Ömrüm hayatın yanımdan geçişini seyretmekle geçti. Yaşamın "ustası" olmak bir yana değil, hatta çıraklığa bile varmadı. Sakarlığım hayata dair, ona yabancılık da keza.  Düşünüyorum, geçen zaman eğlenceli ve bir o kadar da acı. Bana ayrılan süreyi elbette bilmiyorum(kimin haddine ki bilmek), lakin sonun mutlak olduğuna kaniyim.  Eh, yetmez mi?  Bir dakika! Neye yetmez?  Amaaan...

Sahte gülümsemelerden, yalan duygu gösterilerinden daraldım. Ömrümce.  Umutları kaybetmemek aptallık, mucizelere inanmak duble aptallık ve insancıl olmak da bunlara dahil ise, hepsini sahiplenmek de aynı kapıya çıkar.  Buyum ben.  Hem de gönüllü.
Bazen, neden diye kendimi oldukça sert sorgulayışım oldu. Neden insanın hatasını görmezden gelirim. Neden onu utandırmam. Neden de neden... Ne bileyim ben.

Ah be hayat, ne insafsız, ne kansız, ne onursuz, ne beter bir şeymişsin sen.  Bir de şu var: ne tatlı, ne güzel, ne kaygısız, şeker gibi, rüyaymışsın sen hayat.
Seçemezsin.
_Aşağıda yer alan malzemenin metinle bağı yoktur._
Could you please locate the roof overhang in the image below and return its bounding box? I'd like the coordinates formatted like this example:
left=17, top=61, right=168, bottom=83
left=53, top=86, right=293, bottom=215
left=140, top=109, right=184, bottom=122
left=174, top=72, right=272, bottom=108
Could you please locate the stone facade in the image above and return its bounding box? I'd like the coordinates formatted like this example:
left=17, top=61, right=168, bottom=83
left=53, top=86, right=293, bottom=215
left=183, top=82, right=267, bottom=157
Yerini ayırtamazsın. Birden bire gelir, fırtına olup geçip biter. Yaşarsın sadece. Hayıflanırsın, kendini kaybettiğin her an. Eğer buluştuysan kendinle, o vakit sadece hüzünlü bir gülümseme belirir yüzünde. Yaşarsın.  Öylece gelip gider.

Çoğu zaman iki eli  yakamda. Hiçbir zaman yüreğimde yer edinmeyen, hayat...

Ömür ağlamakla başlayıp biter. Bir sevinç, bir veda hıçkırığı yeter.